Abstract

With the raising concerns about the environment, the ICT equipments have been pointed out as a major and ever rising source of energy consumption and pollution. Among those ICT equipments, data centres play obviously a major role with the rise of the Cloud computing paradigm. In the recent years, researchers have focused on reducing the energy consumption of data centres. Furthermore, future environmentally friendly data centres are also expected to prioritize the usage of renewable energies over brown energies. However, managing the energy consumption within a data centre is challenging because data centres are complex facilities which supports a huge variety of hardware, computing styles and SLAs.
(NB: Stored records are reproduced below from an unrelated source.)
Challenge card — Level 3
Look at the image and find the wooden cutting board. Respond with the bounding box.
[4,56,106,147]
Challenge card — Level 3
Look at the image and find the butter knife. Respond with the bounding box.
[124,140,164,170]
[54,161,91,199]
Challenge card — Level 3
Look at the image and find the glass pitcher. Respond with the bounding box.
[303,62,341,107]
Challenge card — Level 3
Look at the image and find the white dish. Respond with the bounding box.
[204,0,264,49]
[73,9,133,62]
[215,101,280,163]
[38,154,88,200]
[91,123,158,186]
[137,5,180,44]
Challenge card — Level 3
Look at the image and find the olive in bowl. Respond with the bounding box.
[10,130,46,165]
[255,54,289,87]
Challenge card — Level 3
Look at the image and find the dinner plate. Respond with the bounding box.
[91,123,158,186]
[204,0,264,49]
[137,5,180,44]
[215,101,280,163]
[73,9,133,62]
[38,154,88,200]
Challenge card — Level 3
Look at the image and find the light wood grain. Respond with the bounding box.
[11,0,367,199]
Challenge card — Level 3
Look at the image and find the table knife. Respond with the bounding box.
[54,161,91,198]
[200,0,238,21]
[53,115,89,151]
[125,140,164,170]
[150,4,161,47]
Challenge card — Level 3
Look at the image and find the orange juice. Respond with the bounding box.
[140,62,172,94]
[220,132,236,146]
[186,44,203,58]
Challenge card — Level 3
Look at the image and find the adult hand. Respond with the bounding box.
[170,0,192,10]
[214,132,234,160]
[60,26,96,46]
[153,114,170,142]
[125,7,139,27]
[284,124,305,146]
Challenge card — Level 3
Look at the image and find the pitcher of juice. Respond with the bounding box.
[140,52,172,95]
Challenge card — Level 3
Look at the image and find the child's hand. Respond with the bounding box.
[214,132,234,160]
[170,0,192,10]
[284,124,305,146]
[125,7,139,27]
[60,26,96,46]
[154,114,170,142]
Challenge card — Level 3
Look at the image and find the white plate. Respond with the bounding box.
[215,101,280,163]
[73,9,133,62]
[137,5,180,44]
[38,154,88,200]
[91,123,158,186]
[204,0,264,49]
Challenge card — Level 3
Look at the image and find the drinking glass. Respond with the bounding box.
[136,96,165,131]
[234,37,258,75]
Those may evolve through time as user requirements can change rapidly. Furthermore, differently from non-renewable energy sources, the availability of renewable energies is very volatile and time dependent: e.g. solar power is obtainable only during the day, and is subject to variations due to the meteorological conditions. The goal in this case is to shift the workload of running applications, according to the forecasted availability of the renewable energy. In this thesis we propose a flexible framework called Plug4Green able to reduce the energy consumption of a Cloud data centre. Plug4Green is based on the Constraint Programming paradigm, allowing it to take into account a great number of constraints regarding energy, hardware and SLAs in data centres. We also propose the concept of an energy adaptive software controller (EASC), able to augment the usage of renewable energies in data centres. The EASC supports two kind of applications: service-oriented and task-oriented applications; and two kind of computing environments: Infrastructure as a Service and Platform as a Service. We evaluated our solutions in several trials executed in the testbeds of Milan and Trento, Italy. Results show that Plug4Green was able to reduce the power consumption by 27% in the Milan trial, while the EASC was able to augment the renewable energy percentage by 7.07pp in the Trento trial.